In this lesson we will:
- Introduce the concept of stream processing;
- Introduce stream processing frameworks such as Apache Flink and Kafka Streams.
Stream processing is the method by which we analyze, manipulate and respond to streaming data as it is received. Common examples of things businesses need to achieve with stream processing include:
- Calculating real time analytics e.g. the total value of orders in the last hour;
- Identifying situations e.g. a potentially fraudulent transaction;
- Manipulating data - e.g. cleaning data to meet organisational standards;
- Providing a real time customer experience - e.g. informing the user of wait times in a queue;
- Filtering data - e.g. to focus only on the subset of data of interest.

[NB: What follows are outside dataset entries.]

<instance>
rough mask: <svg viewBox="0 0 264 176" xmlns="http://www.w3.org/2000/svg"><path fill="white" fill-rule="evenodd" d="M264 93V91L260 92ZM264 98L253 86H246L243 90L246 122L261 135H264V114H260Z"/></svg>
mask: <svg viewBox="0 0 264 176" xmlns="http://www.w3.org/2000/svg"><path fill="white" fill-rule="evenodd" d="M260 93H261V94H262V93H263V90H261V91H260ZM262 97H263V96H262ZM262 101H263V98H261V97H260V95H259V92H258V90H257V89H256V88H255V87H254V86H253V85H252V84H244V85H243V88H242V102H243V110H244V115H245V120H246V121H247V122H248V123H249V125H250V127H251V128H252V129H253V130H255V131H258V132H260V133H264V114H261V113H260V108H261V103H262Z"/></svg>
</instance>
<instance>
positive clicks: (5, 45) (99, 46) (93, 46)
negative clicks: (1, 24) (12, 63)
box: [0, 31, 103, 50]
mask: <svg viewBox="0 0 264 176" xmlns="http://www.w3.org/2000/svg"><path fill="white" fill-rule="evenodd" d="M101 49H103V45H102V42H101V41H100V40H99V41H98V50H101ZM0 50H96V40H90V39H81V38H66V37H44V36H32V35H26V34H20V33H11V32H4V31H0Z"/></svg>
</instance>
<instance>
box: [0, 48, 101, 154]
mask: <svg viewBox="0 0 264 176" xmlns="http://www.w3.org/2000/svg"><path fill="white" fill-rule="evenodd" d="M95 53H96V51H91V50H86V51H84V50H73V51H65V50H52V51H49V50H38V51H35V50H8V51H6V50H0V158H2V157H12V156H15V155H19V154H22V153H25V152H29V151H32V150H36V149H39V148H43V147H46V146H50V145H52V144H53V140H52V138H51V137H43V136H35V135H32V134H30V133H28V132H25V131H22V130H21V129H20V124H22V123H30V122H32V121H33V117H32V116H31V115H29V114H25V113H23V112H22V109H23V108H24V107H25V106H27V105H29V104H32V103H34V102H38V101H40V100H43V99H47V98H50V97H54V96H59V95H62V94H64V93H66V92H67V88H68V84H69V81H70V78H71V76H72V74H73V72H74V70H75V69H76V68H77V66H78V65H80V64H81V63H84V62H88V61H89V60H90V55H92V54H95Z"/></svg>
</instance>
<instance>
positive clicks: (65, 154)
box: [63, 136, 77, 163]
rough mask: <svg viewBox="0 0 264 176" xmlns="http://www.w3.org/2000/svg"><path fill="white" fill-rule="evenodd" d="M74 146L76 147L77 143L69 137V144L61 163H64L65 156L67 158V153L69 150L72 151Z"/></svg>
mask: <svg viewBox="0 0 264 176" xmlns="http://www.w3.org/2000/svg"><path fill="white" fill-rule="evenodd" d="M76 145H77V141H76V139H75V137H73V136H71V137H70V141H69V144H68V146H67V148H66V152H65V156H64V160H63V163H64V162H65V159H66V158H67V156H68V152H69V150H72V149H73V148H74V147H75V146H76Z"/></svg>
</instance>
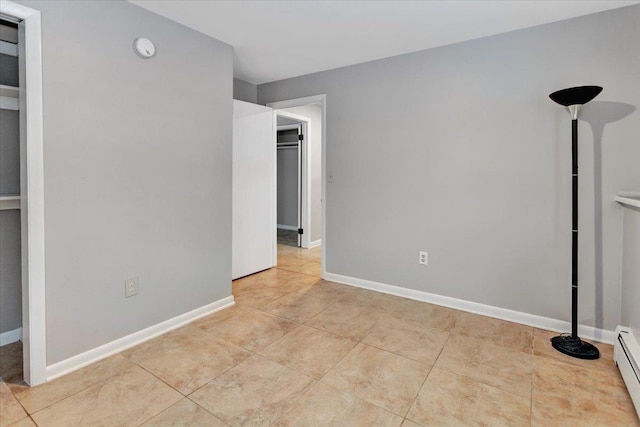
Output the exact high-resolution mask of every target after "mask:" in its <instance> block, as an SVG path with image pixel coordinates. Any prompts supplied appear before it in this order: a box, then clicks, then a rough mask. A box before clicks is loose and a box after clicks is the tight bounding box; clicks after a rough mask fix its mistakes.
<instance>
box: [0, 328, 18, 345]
mask: <svg viewBox="0 0 640 427" xmlns="http://www.w3.org/2000/svg"><path fill="white" fill-rule="evenodd" d="M20 340H22V328H21V327H20V328H16V329H14V330H12V331H7V332H2V333H1V334H0V347H2V346H3V345H7V344H13V343H14V342H18V341H20Z"/></svg>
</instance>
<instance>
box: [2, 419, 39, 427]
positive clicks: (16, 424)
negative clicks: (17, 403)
mask: <svg viewBox="0 0 640 427" xmlns="http://www.w3.org/2000/svg"><path fill="white" fill-rule="evenodd" d="M8 427H37V426H36V423H34V422H33V420H32V419H31V418H29V417H27V418H23V419H21V420H20V421H18V422H16V423H13V424H11V425H9V426H8Z"/></svg>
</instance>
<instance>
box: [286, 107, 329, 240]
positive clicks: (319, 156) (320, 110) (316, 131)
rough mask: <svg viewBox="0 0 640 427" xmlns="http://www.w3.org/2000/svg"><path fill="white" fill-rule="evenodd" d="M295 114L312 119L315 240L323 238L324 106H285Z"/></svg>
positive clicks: (308, 139)
mask: <svg viewBox="0 0 640 427" xmlns="http://www.w3.org/2000/svg"><path fill="white" fill-rule="evenodd" d="M284 111H288V112H290V113H293V114H299V115H301V116H305V117H308V118H310V119H311V125H310V126H309V129H308V131H307V133H308V134H309V135H308V140H307V147H308V150H309V157H310V159H309V163H310V165H311V167H310V170H309V178H310V179H311V185H310V187H311V192H310V193H311V194H310V198H311V206H310V211H311V226H310V233H311V236H310V240H311V242H314V241H316V240H320V239H322V106H321V105H320V104H309V105H305V106H302V107H294V108H285V109H284Z"/></svg>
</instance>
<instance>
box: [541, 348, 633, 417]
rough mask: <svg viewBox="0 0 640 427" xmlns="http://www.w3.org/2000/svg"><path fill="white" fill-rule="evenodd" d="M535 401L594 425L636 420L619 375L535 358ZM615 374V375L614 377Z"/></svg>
mask: <svg viewBox="0 0 640 427" xmlns="http://www.w3.org/2000/svg"><path fill="white" fill-rule="evenodd" d="M533 372H534V377H533V381H534V383H533V384H534V387H533V394H532V398H533V400H534V401H535V402H537V403H539V404H541V407H552V406H555V407H558V408H562V409H563V410H564V411H566V412H567V413H571V414H575V415H576V416H579V417H581V418H583V419H586V420H593V421H594V422H600V423H604V424H606V423H610V422H614V421H615V422H617V423H618V425H625V424H628V423H631V422H635V421H636V420H637V417H636V414H635V410H634V407H633V403H632V401H631V398H630V397H629V393H628V392H627V390H626V388H625V386H624V382H623V380H622V377H621V376H620V374H619V373H617V374H616V373H615V372H614V373H613V374H612V373H609V372H607V371H604V370H600V369H589V368H585V367H579V366H575V365H572V364H569V363H564V362H558V361H556V360H553V359H551V358H547V357H540V356H534V358H533ZM614 374H615V375H614Z"/></svg>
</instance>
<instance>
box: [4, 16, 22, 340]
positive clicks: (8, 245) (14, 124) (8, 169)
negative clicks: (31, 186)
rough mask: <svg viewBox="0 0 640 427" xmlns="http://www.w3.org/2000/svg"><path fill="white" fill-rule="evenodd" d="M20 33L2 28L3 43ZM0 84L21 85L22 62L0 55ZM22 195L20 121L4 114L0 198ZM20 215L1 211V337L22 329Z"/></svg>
mask: <svg viewBox="0 0 640 427" xmlns="http://www.w3.org/2000/svg"><path fill="white" fill-rule="evenodd" d="M13 36H17V29H15V28H10V27H6V26H4V25H0V39H3V40H8V41H10V42H13V41H15V39H14V37H13ZM0 83H1V84H9V85H12V86H17V85H18V58H17V57H12V56H7V55H0ZM19 193H20V117H19V113H18V111H13V110H0V195H3V196H4V195H15V194H19ZM20 239H21V235H20V211H19V210H4V211H0V333H3V332H8V331H12V330H14V329H17V328H19V327H21V326H22V276H21V268H22V264H21V262H20V259H21V258H20Z"/></svg>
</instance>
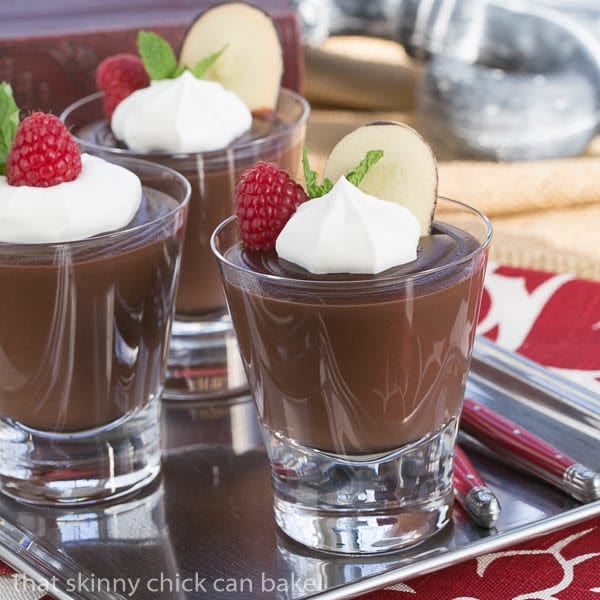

By processing data in real time and building experiences such as the above, in this way, organizations are empowered to react quickly to changing conditions and respond to events as they occur.
Processing real time streams of data is complex. Not only do we have data volume and latency challenges, we also need to ensure correctness and reliability even in the case of failing hardware or crashing processes.
Rather than coding this logic from scratch, a number of Stream Processing frameworks have been developed which allow developers to work at a higher level of abstraction and leave lower level concerns to the framework. Popular choices include Apache Flink and Kafka Streams, though more are discussed in a subsequent lesson.